The primary end point — defined as noninferiority of etelcalcetide at achieving >30% reduction from baseline in mean predialysis PTH concentrations during weeks 20 to 27 (noninferiority margin: 12%) — was achieved. Estimated mean difference in proportions achieving this reduction between groups was –10.5% (95% CI, –17.5 to –3.5; P <.001 for noninferiority; P =.004 for superiority).
Furthermore, there was a higher rate of patients in the etelcalcetide arm who achieved >50% reduction in PTH concentrations (52.4% vs 40.2%; P =.001).
“Although efficacy was sustained and relative safety demonstrated over 26 weeks, secondary hyperparathyroidism is a chronic condition often requiring life-long therapy; therefore, longer-term safety data will be required,” Dr Block and researchers wrote.
Clinical and Investigative Implications
In an accompanying editorial,3 John P. Middleton, MD, and Myles Wolf, MD, MMSc, both from the Duke University School of Medicine in Durham, North Carolina, wrote that because etelcalcetide potently reduces PTH, phosphate, and FGF23 concentrations via an administration route that could raise adherence, it offers the best chance yet for a future clinical trial to show that enhanced biochemical control of disordered mineral metabolism results in improved clinical outcomes.

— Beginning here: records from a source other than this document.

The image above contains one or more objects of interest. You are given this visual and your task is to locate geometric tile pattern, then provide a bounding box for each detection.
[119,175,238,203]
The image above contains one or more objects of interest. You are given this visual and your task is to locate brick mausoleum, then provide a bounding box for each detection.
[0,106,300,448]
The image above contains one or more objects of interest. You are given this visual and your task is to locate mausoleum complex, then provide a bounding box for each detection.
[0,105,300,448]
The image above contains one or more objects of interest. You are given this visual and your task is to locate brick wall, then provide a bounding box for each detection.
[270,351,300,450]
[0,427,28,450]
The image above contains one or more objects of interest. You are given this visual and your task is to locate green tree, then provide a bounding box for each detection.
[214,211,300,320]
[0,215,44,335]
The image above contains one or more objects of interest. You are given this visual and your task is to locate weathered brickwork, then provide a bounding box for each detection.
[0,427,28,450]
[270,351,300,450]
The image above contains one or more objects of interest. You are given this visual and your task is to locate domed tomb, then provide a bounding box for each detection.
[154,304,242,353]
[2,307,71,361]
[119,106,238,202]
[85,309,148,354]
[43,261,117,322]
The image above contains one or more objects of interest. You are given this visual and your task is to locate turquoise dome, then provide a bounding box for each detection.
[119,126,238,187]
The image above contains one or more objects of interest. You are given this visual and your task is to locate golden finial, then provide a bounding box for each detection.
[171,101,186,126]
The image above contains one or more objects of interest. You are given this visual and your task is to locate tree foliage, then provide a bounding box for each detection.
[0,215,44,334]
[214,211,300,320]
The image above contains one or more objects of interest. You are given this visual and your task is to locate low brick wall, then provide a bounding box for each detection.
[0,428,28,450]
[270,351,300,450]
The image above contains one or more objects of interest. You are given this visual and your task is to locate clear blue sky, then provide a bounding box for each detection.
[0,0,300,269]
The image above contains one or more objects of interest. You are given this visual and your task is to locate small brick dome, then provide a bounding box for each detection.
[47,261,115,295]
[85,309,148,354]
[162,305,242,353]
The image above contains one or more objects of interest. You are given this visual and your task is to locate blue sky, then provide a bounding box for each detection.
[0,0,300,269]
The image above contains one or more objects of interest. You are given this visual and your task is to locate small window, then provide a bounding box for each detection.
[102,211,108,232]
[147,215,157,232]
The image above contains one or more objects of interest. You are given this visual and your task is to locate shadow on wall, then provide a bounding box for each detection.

“Such a trial would clearly influence [end-stage renal disease] management directly,” Drs Middleton and Wolf wrote.3 “Indirectly, it could also provide the proof-of-concept confidence needed to fuel a new wave of pharmaceutical innovation to target disordered mineral metabolism when it is first established in earlier stages of chronic kidney disease, perhaps most amenable to treatment, and (currently) free from restrictions imposed by bundled reimbursement.”
Disclosure: Dr Middleton has served as a consultant for or received honoraria from AstraZeneca, Relypsa, and ZS, and received grant support from Bristol-Myers Squibb and Keryx. Dr Wolf has served as a consultant for or received honoraria from Amag, Amgen, Ardelyx, DiaSorin, Incyte, Keryx, Lilly, Pfizer, Sanofi, Ultragenyx, and ZS, and received grant support from Shire.
- Block GA, Bushinsky DA, Cunningham J, et al. Effect of etelcalcetide vs placebo on serum parathyroid hormone in patients receiving hemodialysis with secondary hyperparathyroidism. JAMA. 2017;317(2):146-155. doi:10.1001/jama.2016.19456
- Block GA, Bushinsky DA, Cheng S, et al. Effect of etelcalcetide vs cinacalcet on serum parathyroid hormone in patients receiving hemodialysis with secondary hyperparathyroidism. JAMA. 2017;317(2):156-164. doi:10.1001/jama.2016.19468
- Middleton JP, Wolf M. Second chances to improve ESRD outcomes with a second-generation calcimimetic. JAMA. 2017;317(2):139-141.